E. 3.1.1 Le recours de l’art. 450 CC est ouvert à la Chambre des curatelles (art. 8 LVPAE [Loi du 29 mai 2012 d’application du droit fédéral de la protection de l’adulte et de l’enfant ; BLV 211.255]) et 76 al. 2 LOJV (Loi d'organisation judiciaire du 12 décembre 1979 ; BLV 173.01), dans les dix jours, dès la notification de la décision (art. 450b al. 2 CC) contre une décision de l’autorité ordonnant, pour une durée indéterminée, un placement à des fins d’assistance (art. 426 CC). Les personnes parties à la procédure, les proches de la personne concernée et les personnes qui ont un intérêt juridique à l'annulation ou à la modification de la décision attaquée ont qualité pour recourir (art. 450 al. 2 CC). Le recours formé contre une décision prise dans le domaine du placement à des fins d’assistance ne doit pas être motivé (art. 450c al. 1 CC). Les dispositions de la procédure civile s’appliquent par analogie devant l’instance judiciaire de recours (art. 450f CC).
E. 3.1.2 L’art. 138 al. 2 CPC prévoit que l’acte est réputé notifié lorsqu’il a été remis au destinataire, à un de ses employés ou à une personne de seize ans au moins vivant dans le même ménage. Selon l’art. 143 al. 1 CPC, les actes doivent être remis au plus tard le dernier jour du délai soit au tribunal soit à l’attention de ce dernier, à la Poste suisse ou à une représentation diplomatique ou consulaire suisse.
- 5 - Les délais légaux ne peuvent pas être prolongés (art. 144 al. 1 CPC). L’art. 148 CPC permet d’accorder un délai supplémentaire ou de convoquer une nouvelle audience lorsqu’une partie a omis d’agir en temps utile ou ne s’est pas présentée et qu’elle rend vraisemblable que le défaut ne lui pas imputable ou n’est imputable qu’à une faute légère. Le vice tiré de la tardiveté de l’acte est irréparable et entraîne l’irrecevabilité de celui-ci (ATF 125 V 65 consid. 1 ; TF 5A_403/2017 du 11 septembre 2017 consid. 6.3.1 ; Colombini, Code de procédure civile, Condensé de la jurisprudence fédérale et vaudoise, Lausanne 2018, n. 4.5.1 ad art. 311 CPC, p. 956).
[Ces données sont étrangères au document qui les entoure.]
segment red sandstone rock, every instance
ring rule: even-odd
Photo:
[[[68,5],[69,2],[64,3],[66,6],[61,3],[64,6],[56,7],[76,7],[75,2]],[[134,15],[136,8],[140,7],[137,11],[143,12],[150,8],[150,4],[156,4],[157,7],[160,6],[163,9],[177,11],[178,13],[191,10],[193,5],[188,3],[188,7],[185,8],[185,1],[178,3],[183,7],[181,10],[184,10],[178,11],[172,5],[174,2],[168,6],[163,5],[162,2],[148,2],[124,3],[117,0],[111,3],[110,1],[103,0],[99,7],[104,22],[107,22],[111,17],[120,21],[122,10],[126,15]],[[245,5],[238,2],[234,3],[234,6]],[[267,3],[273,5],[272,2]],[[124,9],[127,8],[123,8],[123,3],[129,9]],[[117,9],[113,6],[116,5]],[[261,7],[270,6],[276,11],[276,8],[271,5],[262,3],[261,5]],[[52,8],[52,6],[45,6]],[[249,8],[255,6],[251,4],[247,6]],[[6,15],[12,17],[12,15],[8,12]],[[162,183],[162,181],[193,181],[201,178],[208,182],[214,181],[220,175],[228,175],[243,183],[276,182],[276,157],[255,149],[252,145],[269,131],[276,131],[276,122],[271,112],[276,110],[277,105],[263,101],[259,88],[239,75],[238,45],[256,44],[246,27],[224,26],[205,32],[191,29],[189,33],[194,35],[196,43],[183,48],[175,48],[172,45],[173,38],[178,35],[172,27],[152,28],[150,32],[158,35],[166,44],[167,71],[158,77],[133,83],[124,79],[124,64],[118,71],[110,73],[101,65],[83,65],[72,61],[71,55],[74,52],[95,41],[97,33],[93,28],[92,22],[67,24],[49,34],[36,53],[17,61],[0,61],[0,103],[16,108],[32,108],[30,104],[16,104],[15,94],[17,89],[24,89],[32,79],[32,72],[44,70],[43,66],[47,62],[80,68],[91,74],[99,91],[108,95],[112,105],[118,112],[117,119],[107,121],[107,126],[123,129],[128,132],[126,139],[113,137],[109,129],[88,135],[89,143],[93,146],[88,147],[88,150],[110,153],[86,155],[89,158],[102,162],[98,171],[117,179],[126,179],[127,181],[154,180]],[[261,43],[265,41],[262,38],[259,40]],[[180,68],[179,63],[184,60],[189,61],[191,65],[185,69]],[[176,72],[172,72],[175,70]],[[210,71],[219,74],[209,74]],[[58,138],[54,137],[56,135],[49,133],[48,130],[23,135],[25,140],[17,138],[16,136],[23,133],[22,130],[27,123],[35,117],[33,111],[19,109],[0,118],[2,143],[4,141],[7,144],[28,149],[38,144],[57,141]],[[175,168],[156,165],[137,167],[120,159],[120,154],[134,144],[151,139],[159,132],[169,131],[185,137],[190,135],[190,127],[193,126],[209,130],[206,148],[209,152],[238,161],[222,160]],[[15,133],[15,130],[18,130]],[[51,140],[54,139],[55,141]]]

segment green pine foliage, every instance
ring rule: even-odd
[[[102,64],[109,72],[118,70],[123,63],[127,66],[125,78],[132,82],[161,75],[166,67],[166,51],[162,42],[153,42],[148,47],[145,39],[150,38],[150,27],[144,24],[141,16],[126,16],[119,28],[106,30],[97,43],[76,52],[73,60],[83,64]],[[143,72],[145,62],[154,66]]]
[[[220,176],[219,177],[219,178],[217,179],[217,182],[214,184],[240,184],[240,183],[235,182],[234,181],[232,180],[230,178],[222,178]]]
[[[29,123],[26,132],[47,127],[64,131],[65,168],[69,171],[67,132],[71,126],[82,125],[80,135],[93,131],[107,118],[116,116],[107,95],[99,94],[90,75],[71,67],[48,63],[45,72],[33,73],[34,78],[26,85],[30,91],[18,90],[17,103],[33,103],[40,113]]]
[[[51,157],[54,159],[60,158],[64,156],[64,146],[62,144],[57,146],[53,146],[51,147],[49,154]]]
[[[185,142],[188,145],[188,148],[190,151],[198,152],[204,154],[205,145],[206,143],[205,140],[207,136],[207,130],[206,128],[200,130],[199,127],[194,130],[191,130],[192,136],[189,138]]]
Enfin, l’autorité judiciaire a le devoir de rendre attentives les parties aux exceptions à la suspension des délais prévues à l’art. 145 al. 1 CPC, faute de quoi les délais sont suspendus (ATF 139 III 78).
E. 3.2 En l’espèce, la décision ordonnant le placement à des fins d’assistance du recourant a bien été remise à l’intéressé le 14 décembre 2020 par la force publique requise à cette fin et chargée par l’autorité de protection de le conduire [...]. Certes, le rapport de police mentionne que la décision a été consultée par le recourant, mais que celui-ci n’en a reçu aucun exemplaire. Dès lors cependant que le recours contre une telle décision n’a pas besoin d’être motivé, il peut être constaté que la décision querellée a été notifiée au recourant le lundi 14 décembre 2020, conformément à l’art. 138 al. 2 CPC. Il en résulte que le délai de recours de dix jours a commencé à courir le lendemain de cette communication (art. 142 al. 1 CPC), soit le mardi 15 décembre 2020, pour expirer le jeudi 24 décembre 2020. De plus, la voie de droit mentionnait expressément que la suspension des délais pendant les féries ne s’appliquait pas à la présente cause. Le recours, daté du 29 décembre 2020 et reçu par la justice de paix le 31 décembre 2020, se révèle manifestement tardif, et par conséquent irrecevable, étant rappelé que la personne concernée ou l’un
- 6 - de ses proches peut demander sa libération en tout temps (art. 426 al. 1 CC).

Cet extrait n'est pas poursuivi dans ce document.